You will have a competitive edge if your definition comes directly from your mind without external influences. It could even help to answer the question through the lens of what Fabriik means to you or what Fabriik has done for you.
If you were not able to hunt this bounty for whatever reason, do not worry, there is a good chance that Fabriik will do another bounty on Slictionary if they see demand for it. Beyond that, Fabriik has set a bar in regard to the bounties on Slictionary, and other companies may now be incentivized to hop on Slictionary, put a bounty online, and push that bar higher.

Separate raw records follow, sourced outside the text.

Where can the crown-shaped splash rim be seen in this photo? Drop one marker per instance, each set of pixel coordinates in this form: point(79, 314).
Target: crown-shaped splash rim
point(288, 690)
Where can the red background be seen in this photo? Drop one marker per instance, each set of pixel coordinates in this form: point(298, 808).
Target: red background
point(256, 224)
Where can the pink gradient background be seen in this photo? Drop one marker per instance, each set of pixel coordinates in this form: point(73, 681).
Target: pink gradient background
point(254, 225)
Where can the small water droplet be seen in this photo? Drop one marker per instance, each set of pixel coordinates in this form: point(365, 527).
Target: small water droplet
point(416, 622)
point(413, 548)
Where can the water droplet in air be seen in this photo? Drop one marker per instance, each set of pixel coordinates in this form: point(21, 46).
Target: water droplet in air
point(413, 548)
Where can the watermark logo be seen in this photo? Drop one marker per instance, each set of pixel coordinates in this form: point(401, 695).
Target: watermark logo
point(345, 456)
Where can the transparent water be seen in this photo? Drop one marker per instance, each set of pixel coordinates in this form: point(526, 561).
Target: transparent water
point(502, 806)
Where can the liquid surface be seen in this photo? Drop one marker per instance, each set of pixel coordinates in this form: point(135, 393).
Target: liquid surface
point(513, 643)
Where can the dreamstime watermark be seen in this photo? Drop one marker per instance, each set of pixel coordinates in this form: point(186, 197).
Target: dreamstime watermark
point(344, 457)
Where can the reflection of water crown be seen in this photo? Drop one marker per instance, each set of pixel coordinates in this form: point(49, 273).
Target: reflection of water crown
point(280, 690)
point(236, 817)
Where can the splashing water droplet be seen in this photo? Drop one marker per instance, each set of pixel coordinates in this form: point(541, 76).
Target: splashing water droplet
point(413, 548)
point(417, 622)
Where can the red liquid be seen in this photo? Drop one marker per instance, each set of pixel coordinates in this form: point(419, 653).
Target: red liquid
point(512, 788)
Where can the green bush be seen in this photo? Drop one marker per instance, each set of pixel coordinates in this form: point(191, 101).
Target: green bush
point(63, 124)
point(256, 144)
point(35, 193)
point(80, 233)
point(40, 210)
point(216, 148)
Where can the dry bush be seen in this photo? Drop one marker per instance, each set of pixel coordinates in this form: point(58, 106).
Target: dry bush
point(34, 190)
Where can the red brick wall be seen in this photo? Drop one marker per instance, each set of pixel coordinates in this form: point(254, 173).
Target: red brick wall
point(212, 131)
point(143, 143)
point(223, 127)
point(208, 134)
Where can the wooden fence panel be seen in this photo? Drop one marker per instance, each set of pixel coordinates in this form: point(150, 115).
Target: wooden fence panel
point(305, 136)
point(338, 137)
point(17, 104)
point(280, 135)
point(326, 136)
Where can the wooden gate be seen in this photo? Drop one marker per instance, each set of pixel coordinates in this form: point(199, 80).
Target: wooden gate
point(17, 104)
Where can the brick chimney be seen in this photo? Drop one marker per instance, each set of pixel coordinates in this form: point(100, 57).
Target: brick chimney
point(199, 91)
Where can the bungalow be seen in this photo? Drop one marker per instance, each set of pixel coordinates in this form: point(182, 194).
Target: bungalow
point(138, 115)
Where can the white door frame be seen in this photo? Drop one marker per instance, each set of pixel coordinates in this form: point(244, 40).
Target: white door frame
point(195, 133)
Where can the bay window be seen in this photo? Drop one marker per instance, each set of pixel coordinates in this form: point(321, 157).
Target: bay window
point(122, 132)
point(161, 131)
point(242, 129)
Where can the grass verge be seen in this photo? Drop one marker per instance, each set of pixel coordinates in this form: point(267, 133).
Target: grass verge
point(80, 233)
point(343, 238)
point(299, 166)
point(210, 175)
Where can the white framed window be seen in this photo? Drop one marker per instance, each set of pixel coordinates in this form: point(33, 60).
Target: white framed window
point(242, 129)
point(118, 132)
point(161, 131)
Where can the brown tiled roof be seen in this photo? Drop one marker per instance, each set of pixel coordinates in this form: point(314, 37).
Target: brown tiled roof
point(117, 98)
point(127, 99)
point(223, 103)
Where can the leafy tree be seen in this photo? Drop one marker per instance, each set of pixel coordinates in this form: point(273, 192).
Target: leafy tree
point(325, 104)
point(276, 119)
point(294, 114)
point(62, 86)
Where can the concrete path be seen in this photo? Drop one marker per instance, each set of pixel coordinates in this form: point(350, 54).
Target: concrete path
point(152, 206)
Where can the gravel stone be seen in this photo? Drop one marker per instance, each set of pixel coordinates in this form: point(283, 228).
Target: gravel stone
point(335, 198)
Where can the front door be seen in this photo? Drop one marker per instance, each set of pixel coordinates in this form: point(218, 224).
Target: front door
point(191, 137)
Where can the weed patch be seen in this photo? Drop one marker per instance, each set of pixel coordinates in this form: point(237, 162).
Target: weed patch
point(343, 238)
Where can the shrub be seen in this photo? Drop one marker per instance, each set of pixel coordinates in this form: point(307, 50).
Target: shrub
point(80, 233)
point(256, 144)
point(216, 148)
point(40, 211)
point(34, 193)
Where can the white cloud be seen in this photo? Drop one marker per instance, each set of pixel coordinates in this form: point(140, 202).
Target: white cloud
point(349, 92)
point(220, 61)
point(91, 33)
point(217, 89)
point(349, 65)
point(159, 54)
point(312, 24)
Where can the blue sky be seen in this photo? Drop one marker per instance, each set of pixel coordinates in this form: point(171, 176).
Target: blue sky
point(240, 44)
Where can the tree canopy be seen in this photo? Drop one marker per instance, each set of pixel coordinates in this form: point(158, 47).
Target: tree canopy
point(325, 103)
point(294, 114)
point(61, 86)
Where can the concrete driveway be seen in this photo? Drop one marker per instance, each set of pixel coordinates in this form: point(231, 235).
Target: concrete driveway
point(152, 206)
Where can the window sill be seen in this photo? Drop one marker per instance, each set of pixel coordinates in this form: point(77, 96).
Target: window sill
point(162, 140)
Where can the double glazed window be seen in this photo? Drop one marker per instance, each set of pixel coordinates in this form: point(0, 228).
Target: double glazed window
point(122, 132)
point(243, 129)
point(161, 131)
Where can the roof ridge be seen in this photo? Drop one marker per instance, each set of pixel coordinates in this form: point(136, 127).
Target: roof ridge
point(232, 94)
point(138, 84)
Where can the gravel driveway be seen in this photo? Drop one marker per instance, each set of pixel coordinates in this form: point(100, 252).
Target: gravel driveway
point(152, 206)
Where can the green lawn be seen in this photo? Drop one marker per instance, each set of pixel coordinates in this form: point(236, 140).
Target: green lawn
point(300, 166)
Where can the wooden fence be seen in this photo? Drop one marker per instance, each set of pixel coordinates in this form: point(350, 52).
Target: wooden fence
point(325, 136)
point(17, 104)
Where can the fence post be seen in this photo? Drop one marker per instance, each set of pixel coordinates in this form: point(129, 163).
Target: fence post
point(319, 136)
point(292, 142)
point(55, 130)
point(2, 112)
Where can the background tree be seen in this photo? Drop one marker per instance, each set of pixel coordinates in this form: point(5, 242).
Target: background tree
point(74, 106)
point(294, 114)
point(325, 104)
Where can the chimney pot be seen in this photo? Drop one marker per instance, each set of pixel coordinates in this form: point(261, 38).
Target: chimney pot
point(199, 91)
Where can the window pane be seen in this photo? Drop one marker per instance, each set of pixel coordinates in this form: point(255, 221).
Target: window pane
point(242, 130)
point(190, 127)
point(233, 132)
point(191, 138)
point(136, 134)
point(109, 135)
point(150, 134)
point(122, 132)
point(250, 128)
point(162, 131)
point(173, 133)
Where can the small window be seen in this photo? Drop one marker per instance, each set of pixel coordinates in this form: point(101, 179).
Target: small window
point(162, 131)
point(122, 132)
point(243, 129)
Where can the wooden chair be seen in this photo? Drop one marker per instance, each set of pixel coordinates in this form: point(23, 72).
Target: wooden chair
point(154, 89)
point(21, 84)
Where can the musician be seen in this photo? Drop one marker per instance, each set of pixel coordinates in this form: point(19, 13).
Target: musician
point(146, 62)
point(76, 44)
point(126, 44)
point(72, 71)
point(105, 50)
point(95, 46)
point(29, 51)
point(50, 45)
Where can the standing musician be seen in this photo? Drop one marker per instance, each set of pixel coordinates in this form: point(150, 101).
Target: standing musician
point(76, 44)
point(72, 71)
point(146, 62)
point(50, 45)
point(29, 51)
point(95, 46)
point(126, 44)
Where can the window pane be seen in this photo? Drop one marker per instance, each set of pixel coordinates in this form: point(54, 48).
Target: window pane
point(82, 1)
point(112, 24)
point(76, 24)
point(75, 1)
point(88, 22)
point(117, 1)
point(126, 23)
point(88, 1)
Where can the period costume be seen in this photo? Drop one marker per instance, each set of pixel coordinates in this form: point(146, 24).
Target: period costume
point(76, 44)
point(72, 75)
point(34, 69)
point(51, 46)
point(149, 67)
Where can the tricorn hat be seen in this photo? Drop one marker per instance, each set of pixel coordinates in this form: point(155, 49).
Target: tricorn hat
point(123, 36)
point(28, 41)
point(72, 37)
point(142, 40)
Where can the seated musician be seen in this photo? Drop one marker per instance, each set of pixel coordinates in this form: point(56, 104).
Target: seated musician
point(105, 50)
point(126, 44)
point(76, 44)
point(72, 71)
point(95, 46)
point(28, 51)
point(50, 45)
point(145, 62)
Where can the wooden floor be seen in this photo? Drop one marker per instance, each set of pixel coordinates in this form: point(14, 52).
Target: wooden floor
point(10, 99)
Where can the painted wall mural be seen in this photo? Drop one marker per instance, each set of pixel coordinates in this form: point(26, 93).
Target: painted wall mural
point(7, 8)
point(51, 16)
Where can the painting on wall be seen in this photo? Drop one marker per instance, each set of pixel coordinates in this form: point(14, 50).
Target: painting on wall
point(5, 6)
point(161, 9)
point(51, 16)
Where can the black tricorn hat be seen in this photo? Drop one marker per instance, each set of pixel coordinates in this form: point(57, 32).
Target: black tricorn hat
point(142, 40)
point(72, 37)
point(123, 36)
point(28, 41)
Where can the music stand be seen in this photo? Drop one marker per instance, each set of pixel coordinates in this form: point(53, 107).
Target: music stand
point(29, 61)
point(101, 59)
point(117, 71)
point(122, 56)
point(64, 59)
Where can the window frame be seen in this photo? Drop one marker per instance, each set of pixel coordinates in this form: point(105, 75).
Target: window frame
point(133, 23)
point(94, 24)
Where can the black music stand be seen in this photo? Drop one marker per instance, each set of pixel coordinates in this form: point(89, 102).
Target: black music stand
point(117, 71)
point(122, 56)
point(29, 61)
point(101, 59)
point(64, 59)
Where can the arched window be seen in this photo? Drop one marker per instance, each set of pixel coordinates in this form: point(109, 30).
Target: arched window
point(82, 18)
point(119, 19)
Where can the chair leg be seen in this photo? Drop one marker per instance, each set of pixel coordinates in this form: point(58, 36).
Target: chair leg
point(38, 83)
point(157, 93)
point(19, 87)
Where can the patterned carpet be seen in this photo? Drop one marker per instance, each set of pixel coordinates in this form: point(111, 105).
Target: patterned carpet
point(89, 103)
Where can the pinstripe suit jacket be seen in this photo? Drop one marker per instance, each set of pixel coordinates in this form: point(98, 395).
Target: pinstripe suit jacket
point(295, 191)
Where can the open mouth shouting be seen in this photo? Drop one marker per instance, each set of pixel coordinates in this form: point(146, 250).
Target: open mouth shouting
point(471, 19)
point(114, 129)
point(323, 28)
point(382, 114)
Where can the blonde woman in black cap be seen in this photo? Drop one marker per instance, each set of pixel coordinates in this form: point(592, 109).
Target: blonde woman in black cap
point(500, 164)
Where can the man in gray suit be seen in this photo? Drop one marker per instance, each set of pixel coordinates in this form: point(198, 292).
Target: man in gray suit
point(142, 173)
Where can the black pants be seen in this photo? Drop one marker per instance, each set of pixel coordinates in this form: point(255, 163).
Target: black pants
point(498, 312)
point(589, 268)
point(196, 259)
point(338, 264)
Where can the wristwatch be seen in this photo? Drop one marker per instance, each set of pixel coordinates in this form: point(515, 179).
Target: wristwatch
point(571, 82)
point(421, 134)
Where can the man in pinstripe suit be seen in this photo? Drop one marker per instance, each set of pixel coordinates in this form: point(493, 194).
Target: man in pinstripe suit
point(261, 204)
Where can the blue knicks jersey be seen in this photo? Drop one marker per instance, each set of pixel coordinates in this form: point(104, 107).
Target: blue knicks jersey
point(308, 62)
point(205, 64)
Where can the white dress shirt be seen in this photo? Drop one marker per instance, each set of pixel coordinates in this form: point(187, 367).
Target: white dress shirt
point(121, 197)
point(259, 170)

“Right now Word Bounty is just for sponsorship–and Fabriik putting up $20.00 for people to define “Fabriik” is a way to advertise without being in-your-face,” said Pitts.
What’s next for Slictionary?
Slictionary has a lot of new features in the pipeline, according to Pitts.
“We’re working on something called “patronage” where any Bounty > $1.00 will also place the Bounty-issuer’s Money Button handle inside the actual definitions created by the Bounty. This way you get credit on the definitions itself, in addition to credit on just the Word Bounty page,” he said.
“By September we’ll add on top of that, such that > $2.00 bounties will allow the bounty-issuer to become an owner of the definitions—thus also receiving 100% of the vote-revenues in perpetuity. This will be when it gets REALLY interesting.”